Should Your Practice Offer Tax Management Services?

Danielle WalkerThe views presented here do not necessarily represent those of Advisor Perspectives.

Adding tax management services to your practice calls for more than an assessment of potential revenues and client interest. Tax management introduces new compliance demands and sometimes complex business management needs that might not be right for every firm.

Alex Caswell, wealth planner, founder and CEO of Wealth Script Advisors, is currently deciding whether his practice will offer tax filing and preparation in-house. Wealth Script Advisors, which works with both high earners and high-net-worth clients, already offers tax planning, which he says has been a “critical value add and growth engine” for the firm.

“We’ve been doing a lot of research on [adding tax management] and talking to other advisors who offer it,” he said of the steps currently being taken.

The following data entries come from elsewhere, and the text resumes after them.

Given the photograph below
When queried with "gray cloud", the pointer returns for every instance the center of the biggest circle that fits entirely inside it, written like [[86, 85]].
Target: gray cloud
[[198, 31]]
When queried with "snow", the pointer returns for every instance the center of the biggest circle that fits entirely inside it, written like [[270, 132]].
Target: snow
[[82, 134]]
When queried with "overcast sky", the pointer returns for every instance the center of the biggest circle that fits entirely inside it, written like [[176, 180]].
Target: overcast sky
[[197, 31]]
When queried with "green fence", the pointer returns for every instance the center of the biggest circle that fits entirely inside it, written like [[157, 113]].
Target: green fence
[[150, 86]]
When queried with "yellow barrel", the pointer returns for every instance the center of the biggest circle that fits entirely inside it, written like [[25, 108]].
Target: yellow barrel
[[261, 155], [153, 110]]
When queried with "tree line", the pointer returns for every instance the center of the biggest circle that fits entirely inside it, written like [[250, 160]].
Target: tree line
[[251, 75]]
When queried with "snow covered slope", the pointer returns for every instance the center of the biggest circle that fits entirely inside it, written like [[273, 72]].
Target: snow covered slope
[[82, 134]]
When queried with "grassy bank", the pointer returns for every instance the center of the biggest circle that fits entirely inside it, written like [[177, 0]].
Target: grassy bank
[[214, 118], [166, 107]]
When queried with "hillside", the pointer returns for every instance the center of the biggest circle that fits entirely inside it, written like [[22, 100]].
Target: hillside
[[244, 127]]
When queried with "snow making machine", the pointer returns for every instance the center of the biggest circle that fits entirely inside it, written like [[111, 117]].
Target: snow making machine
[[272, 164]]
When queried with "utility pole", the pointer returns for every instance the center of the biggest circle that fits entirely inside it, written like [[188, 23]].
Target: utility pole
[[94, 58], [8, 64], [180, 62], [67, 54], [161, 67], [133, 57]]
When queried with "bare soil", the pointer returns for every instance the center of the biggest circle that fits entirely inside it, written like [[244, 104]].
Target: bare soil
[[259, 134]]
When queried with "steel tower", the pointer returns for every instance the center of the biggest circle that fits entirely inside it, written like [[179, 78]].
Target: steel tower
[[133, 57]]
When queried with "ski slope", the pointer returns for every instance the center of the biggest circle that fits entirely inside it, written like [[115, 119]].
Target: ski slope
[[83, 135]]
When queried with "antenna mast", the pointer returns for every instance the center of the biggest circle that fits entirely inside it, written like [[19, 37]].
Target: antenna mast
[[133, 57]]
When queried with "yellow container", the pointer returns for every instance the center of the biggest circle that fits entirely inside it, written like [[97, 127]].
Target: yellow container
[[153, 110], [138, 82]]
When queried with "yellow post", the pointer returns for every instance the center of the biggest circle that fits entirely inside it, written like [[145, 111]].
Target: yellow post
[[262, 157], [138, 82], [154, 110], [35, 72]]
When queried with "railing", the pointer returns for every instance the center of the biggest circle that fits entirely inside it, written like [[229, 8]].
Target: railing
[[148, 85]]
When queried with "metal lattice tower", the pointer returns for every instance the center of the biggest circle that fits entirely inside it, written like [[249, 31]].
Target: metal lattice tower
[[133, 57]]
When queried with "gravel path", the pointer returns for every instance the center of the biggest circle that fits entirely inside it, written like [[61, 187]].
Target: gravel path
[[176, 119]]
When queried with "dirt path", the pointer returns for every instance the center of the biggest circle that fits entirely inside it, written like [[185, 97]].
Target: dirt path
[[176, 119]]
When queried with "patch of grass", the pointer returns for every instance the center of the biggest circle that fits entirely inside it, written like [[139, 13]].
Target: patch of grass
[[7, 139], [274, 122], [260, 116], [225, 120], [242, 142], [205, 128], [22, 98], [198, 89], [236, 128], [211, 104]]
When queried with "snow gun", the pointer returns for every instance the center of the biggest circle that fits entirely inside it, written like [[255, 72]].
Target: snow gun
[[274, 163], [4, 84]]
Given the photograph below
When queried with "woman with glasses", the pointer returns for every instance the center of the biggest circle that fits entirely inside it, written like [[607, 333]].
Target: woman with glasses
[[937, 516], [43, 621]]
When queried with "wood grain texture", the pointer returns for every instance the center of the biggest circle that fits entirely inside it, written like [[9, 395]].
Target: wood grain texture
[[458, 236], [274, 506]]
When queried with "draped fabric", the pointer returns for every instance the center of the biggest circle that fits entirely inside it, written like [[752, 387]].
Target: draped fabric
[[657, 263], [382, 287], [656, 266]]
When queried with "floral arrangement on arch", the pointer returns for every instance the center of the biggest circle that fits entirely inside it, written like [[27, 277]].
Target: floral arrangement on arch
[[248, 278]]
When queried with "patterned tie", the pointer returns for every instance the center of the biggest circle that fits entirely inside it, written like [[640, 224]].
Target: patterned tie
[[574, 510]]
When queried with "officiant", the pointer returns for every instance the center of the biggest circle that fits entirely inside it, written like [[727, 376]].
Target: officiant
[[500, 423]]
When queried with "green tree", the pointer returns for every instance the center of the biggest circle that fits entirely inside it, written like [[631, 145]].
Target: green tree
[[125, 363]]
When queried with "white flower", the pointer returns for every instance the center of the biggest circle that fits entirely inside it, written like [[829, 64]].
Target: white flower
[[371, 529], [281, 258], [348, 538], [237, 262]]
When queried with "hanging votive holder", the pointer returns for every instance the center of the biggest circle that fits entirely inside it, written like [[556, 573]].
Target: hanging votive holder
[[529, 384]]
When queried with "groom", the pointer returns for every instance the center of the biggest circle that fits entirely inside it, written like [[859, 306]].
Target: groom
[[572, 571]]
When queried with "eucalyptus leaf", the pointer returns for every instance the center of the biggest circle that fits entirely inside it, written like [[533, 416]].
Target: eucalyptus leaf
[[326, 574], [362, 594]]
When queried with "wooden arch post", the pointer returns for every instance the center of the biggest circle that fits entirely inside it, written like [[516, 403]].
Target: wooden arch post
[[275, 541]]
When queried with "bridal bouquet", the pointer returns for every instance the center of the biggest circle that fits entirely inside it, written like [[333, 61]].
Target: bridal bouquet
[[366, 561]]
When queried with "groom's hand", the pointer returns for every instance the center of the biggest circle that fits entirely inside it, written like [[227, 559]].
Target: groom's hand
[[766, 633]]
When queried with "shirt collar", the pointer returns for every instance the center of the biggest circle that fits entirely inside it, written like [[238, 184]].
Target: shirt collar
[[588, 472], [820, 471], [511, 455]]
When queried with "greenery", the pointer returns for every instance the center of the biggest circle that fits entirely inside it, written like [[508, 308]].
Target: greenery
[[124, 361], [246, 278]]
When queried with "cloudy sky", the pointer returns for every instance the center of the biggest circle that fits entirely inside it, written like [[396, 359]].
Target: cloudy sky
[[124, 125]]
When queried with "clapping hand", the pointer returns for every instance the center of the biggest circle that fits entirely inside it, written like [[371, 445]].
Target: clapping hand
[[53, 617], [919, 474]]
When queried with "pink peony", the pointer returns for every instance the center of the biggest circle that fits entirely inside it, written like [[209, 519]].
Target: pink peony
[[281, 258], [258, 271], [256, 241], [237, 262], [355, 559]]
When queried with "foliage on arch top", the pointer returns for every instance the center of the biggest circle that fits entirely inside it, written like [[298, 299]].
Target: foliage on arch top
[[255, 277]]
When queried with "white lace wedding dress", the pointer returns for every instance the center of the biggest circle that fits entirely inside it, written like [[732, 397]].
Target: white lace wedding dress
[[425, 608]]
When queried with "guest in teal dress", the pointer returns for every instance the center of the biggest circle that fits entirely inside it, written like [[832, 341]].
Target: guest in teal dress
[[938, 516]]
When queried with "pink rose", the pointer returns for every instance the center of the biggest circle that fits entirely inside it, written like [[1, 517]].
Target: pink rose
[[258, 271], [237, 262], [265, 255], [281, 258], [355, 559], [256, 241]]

“Most of my clients are really high W-2 income earners and frustrated with their taxes in one way or another. We collect their 1040s and analyze them ourselves. We have a process where we take them through the easiest tax reduction strategies to the most complex ones. We can also connect them with tax management firms for more complex tax reduction strategies. It’s not CPAs [we’re connecting them with], it’s usually some form of special investment firms or entities,” Caswell added.

Compliance and Liability Risk

To determine if in-house tax filing and preparation is the right next step for his firm, Caswell has focused on three main points.

“In not offering the service, will I lose some existing clients? If we add it, will I get clients that I usually wouldn’t? And based on the actual revenue, is it worth the cost or headache?” he shared.